Jolyon Mitchell has long been a leading voice in OINDP development and analysis through numerous publications and through service to multiple organizations, including EPAG, and contributions to pharmacopoeias including the USP and Ph. Eur. He plans to retire from his current position with Trudell Medical International in September 2013. This is the 2nd article in a 3-part series.
Q: What have been some of the most significant changes in inhaler analysis over the years?

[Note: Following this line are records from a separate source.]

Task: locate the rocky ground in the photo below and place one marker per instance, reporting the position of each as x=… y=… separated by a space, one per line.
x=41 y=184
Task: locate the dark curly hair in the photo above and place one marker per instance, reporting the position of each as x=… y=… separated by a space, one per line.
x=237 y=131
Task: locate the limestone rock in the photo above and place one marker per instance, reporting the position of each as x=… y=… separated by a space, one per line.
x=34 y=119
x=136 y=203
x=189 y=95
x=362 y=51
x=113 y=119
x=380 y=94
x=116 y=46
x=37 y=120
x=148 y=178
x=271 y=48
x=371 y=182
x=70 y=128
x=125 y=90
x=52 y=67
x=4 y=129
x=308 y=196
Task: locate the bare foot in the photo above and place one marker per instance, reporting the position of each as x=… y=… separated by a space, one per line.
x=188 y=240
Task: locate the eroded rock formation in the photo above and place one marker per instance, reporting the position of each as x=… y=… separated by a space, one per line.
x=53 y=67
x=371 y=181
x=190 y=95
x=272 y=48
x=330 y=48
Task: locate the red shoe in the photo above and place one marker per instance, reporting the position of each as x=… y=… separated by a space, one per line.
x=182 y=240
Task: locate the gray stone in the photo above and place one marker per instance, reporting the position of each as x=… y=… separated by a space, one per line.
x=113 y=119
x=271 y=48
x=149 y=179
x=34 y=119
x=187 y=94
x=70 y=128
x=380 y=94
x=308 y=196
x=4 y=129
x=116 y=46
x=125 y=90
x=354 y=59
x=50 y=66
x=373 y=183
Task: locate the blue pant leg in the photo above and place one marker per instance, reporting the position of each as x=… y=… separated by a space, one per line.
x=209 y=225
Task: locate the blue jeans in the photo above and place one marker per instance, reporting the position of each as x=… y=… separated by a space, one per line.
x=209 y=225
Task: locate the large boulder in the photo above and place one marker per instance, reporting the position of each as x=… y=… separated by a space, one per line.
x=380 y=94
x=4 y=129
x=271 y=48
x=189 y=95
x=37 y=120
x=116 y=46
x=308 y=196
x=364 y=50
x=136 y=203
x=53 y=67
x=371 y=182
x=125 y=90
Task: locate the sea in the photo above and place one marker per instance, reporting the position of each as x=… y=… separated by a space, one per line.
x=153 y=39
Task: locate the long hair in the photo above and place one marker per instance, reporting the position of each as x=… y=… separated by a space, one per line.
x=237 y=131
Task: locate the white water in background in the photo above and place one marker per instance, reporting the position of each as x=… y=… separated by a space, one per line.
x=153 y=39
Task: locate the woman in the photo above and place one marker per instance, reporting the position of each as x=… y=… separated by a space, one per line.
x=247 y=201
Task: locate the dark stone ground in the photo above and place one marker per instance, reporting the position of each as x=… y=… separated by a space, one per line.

A: At TMI we have been pioneering new ways of thinking about the evaluation of inhalers which certainly weren’t common knowledge when I joined the company in 1994. For example, at that time, the pharmacopoeias wouldn’t have anything to do with spacers and valved holding chambers because they were seldom an integral part of a marketed drug product.
Nowadays, both the pharmacopeias and standard-setting bodies such as the Canadian Standards Association and the International Standards Organization include these add-on devices within their remit. This change has come about because of a general recognition that they are a key part of the drug delivery process when a patient uses an add-on with their inhaler.
There are other paradigm shifts that have resulted in improvements to the way we test inhaled drug products. In one particular example that comes to mind, it was crucial a few years ago to get stakeholders to understand that the cascade impactor is not a lung simulator. Unfortunately, many regulators were of the opinion that the opposite was true.
This misunderstanding was not helped by the existence of a widely publicized diagram from an impactor manufacturer that showed drug particles collecting at the different locations within the apparatus directly linked to specific sites in the respiratory tract.
In response, Dr. Craig Dunbar and I co-authored a rebuttal to this way of thinking (‘The Interpretation of Data from Cascade Impactors’, J. Aerosol Med. 2005, 18(4), 439-451.) to get across that particle size selectivity is a key characteristic that is much greater in the cascade impactor than in the various regions of the human respiratory tract.
Although you can certainly get useful information from the cascade impactor about the inhaler-produced aerosol aerodynamic particle size distribution (APSD), it is misleading to link specific stages with one particular sub-region of the respiratory tract. I think that this knowledge is now in the general understanding of all stakeholders, since this message has come out repeatedly in this congress as well as in the past few years at other similar venues.